Now that we have the HTML document.all object defined, including its typeof document.all = "undefined" behavior, do we still need to permit non-standard, non-callable exotic objects to have implementation-defined typeof, as defined in https://tc39.github.io/ecma262/#sec-typeof-operator-runtime-semantics-evaluation ? I'm not aware of any use cases for this in the Web; do other embedding environments need it?
See related discussion at https://github.com/heycam/webidl/issues/512 @annevk @TimothyGu
Fun fact: old versions of I.E, up to I believe 8, return "unknown" for the typeof certain properties, but since those are already not attempting to conform to the latest version of the spec I don't think that's an issue.
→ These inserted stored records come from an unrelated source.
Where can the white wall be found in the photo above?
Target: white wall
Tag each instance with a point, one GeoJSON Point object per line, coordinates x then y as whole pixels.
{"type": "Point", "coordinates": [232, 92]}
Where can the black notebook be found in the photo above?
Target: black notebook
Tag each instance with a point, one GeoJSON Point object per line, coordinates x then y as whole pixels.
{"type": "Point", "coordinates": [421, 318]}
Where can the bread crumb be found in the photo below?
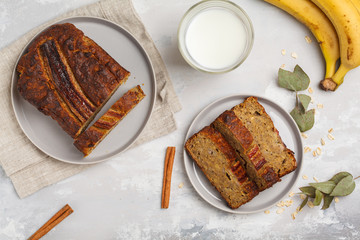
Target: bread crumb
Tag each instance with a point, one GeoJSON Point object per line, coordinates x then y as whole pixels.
{"type": "Point", "coordinates": [310, 204]}
{"type": "Point", "coordinates": [331, 137]}
{"type": "Point", "coordinates": [318, 151]}
{"type": "Point", "coordinates": [314, 153]}
{"type": "Point", "coordinates": [304, 135]}
{"type": "Point", "coordinates": [280, 210]}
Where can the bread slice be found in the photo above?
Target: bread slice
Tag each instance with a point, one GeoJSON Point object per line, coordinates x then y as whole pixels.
{"type": "Point", "coordinates": [262, 128]}
{"type": "Point", "coordinates": [218, 161]}
{"type": "Point", "coordinates": [68, 77]}
{"type": "Point", "coordinates": [87, 141]}
{"type": "Point", "coordinates": [239, 137]}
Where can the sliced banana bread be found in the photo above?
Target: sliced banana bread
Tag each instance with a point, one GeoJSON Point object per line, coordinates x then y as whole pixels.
{"type": "Point", "coordinates": [239, 137]}
{"type": "Point", "coordinates": [218, 161]}
{"type": "Point", "coordinates": [262, 128]}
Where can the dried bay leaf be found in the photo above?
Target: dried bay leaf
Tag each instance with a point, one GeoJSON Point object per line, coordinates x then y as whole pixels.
{"type": "Point", "coordinates": [337, 177]}
{"type": "Point", "coordinates": [308, 191]}
{"type": "Point", "coordinates": [318, 197]}
{"type": "Point", "coordinates": [305, 121]}
{"type": "Point", "coordinates": [325, 187]}
{"type": "Point", "coordinates": [327, 201]}
{"type": "Point", "coordinates": [344, 187]}
{"type": "Point", "coordinates": [297, 80]}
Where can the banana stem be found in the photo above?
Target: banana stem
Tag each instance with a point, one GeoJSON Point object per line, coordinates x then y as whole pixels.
{"type": "Point", "coordinates": [335, 81]}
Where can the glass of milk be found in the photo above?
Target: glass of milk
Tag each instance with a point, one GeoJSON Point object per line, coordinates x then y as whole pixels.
{"type": "Point", "coordinates": [215, 36]}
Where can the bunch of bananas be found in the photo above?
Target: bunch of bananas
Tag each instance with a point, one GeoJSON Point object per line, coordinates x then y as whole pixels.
{"type": "Point", "coordinates": [336, 26]}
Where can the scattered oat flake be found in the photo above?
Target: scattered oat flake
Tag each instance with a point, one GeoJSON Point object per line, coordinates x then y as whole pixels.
{"type": "Point", "coordinates": [318, 151]}
{"type": "Point", "coordinates": [314, 153]}
{"type": "Point", "coordinates": [331, 137]}
{"type": "Point", "coordinates": [280, 210]}
{"type": "Point", "coordinates": [310, 204]}
{"type": "Point", "coordinates": [307, 149]}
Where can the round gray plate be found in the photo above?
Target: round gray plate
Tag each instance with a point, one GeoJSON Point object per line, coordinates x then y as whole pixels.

I don't think that behavior was carried over to Edge, though it's possible I'm mistaken.
From IE10,
>> window.external.AddSearchProvider
undefined
>> window.external.IsSearchProviderInstalled
undefined
>> typeof window.external.AddSearchProvider
"unknown"
>> typeof window.external.IsSearchProviderInstalled
"unknown"
>> var x = window.external.AddSearchProvider
>> typeof x
"undefined"
Both of those appear to be object in latest edge, whether direct or stored in a variable.
Let's phase out this phaseout strategy!
Regardless of if Edge actually returns "unknown" anywhere, the infrastructure for returning "unknown" on typeof is certainly still there in ChakraCore: https://github.com/Microsoft/ChakraCore/blob/87249a17a484d54980c3823577acd66c2824eaa4/lib/Runtime/Types/RecyclableObject.cpp#L797-L800
It also has support for something called a "variant Date" that returns "date" when typeof is called on it, though I doubt it's used anywhere.
Interesting. It'd be great to hear from ChakraCore folks to understand if this behavior is important to them, cc @zenparsing.
I'm currently digging into this with respect to CC and will report what I find.